Question

What is the value of ${{i}^{1000}}+{{i}^{1001}}+{{i}^{1002}}+{{i}^{1003}}$, where $i=\sqrt{-1}$?
(a) 0
(b) $i$
(c) $-i$
(d) 1

Answer 1

Hint: To find the value of the given expression, calculate the square, cube, and fourth power of $i=\sqrt{-1}$. Use the fact that the higher powers of $i=\sqrt{-1}$ can be written in terms of these lower powers of $i$. Simplify the given equation and rewrite the terms into simpler terms to get the final answer.

Complete step-by-step answer:
We have to calculate the value of ${{i}^{1000}}+{{i}^{1001}}+{{i}^{1002}}+{{i}^{1003}}$.
We know that $i$ is a square root of unity. Thus, we have $i=\sqrt{-1}$.
We will calculate the square, cube, and fourth power of $i=\sqrt{-1}$.
Thus, squaring the above equation, we have ${{i}^{2}}={{\left( \sqrt{-1} \right)}^{2}}=-1$. Taking the cube of the equation $i=\sqrt{-1}$, we have ${{i}^{3}}={{\left( \sqrt{-1} \right)}^{3}}={{i}^{2+1}}=-1\times i=-i$. Taking the fourth power of $i=\sqrt{-1}$, we have ${{i}^{4}}={{\left( {{i}^{2}} \right)}^{2}}={{\left( -1 \right)}^{2}}=1$ .
We will now write the higher powers of $i=\sqrt{-1}$ in terms of the above calculated powers of $i=\sqrt{-1}$.
We can rewrite ${{i}^{1000}}$ as ${{i}^{1000}}={{\left( {{i}^{4}} \right)}^{250}}$. Thus, we have ${{i}^{1000}}={{\left( {{i}^{4}} \right)}^{250}}={{\left( 1 \right)}^{250}}=1$.
Similarly, we will write ${{i}^{1001}}$ in terms of lower powers of $i$ . Thus, we have ${{i}^{1001}}={{i}^{4\times 250+1}}={{\left( {{i}^{4}} \right)}^{250}}\times i=1\times i=i$ .
We will now rewrite ${{i}^{1002}}$ in terms of lower powers of $i$. Thus, we have ${{i}^{1002}}={{i}^{4\times 250+2}}={{\left( 1 \right)}^{250}}\times {{i}^{2}}=1\times \left( -1 \right)=-1$.
We will rewrite ${{i}^{1003}}$ in terms of lower powers of $i$. Thus, we have ${{i}^{1003}}={{i}^{4\times 250+3}}={{\left( {{i}^{4}} \right)}^{250}}\times {{i}^{3}}=1\times \left( -i \right)=-i$ .
Thus, we can rewrite ${{i}^{1000}}+{{i}^{1001}}+{{i}^{1002}}+{{i}^{1003}}$ as ${{i}^{1000}}+{{i}^{1001}}+{{i}^{1002}}+{{i}^{1003}}=1+i+\left( -1 \right)+\left( -i \right)=0$.
Hence, the value of the expression ${{i}^{1000}}+{{i}^{1001}}+{{i}^{1002}}+{{i}^{1003}}$ is 0, which is option (a).

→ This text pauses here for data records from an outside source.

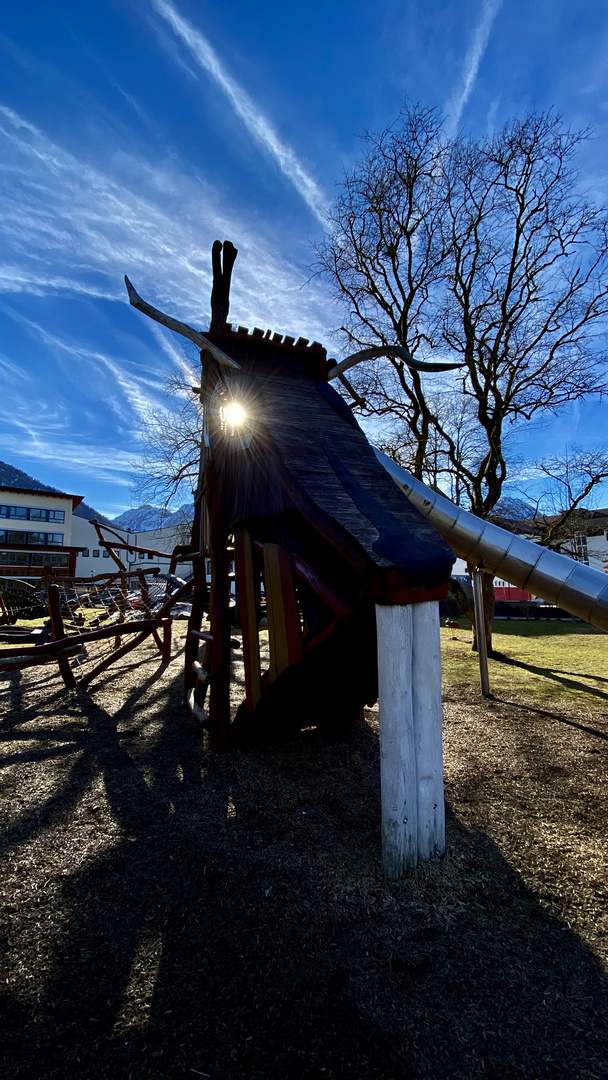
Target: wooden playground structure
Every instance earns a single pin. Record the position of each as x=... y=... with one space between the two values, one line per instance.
x=92 y=622
x=292 y=496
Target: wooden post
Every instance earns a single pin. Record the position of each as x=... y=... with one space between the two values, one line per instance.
x=219 y=618
x=166 y=626
x=397 y=742
x=427 y=707
x=58 y=633
x=284 y=633
x=247 y=595
x=481 y=633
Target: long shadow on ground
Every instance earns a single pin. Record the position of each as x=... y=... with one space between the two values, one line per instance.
x=238 y=925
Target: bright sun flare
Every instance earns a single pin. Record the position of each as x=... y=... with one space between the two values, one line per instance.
x=234 y=415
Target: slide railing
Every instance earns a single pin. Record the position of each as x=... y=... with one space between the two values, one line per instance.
x=558 y=579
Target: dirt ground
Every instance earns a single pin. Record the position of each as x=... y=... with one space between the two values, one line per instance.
x=169 y=913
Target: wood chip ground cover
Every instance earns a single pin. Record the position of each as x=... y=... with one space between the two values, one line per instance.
x=167 y=913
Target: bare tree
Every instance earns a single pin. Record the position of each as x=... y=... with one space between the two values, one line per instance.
x=485 y=250
x=172 y=443
x=569 y=489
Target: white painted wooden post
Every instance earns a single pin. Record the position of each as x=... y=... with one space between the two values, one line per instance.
x=428 y=723
x=397 y=753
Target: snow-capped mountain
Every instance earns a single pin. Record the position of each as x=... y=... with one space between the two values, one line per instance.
x=144 y=518
x=11 y=476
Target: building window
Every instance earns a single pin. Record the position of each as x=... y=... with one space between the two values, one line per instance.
x=7 y=536
x=59 y=559
x=13 y=557
x=34 y=513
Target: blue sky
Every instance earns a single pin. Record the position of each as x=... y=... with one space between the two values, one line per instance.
x=133 y=133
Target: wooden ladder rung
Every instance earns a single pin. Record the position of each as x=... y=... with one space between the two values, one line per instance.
x=202 y=673
x=197 y=711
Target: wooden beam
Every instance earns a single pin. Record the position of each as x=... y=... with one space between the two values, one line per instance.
x=179 y=327
x=219 y=615
x=284 y=632
x=247 y=594
x=428 y=723
x=397 y=743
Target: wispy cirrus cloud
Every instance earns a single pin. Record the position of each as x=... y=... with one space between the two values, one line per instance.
x=473 y=58
x=71 y=228
x=253 y=118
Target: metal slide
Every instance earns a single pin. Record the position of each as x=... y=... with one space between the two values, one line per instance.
x=558 y=579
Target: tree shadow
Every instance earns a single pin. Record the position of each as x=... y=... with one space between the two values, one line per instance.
x=237 y=925
x=556 y=676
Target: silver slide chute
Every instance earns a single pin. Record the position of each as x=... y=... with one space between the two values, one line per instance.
x=558 y=579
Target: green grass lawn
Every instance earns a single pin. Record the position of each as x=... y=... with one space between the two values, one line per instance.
x=545 y=663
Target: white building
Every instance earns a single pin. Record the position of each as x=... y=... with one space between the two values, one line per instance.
x=36 y=531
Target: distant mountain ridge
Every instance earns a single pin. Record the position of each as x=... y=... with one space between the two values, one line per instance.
x=146 y=517
x=11 y=476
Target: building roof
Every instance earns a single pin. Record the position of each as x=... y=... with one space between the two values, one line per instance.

Note: It’s necessary to write the higher powers of $i$ in terms of lower powers to simplify the given expression. Otherwise, we won’t be able to solve this question. $i$ represents the square root of unity. It is the root of the equation ${{x}^{2}}+1=0$. It denotes the imaginary part of complex numbers.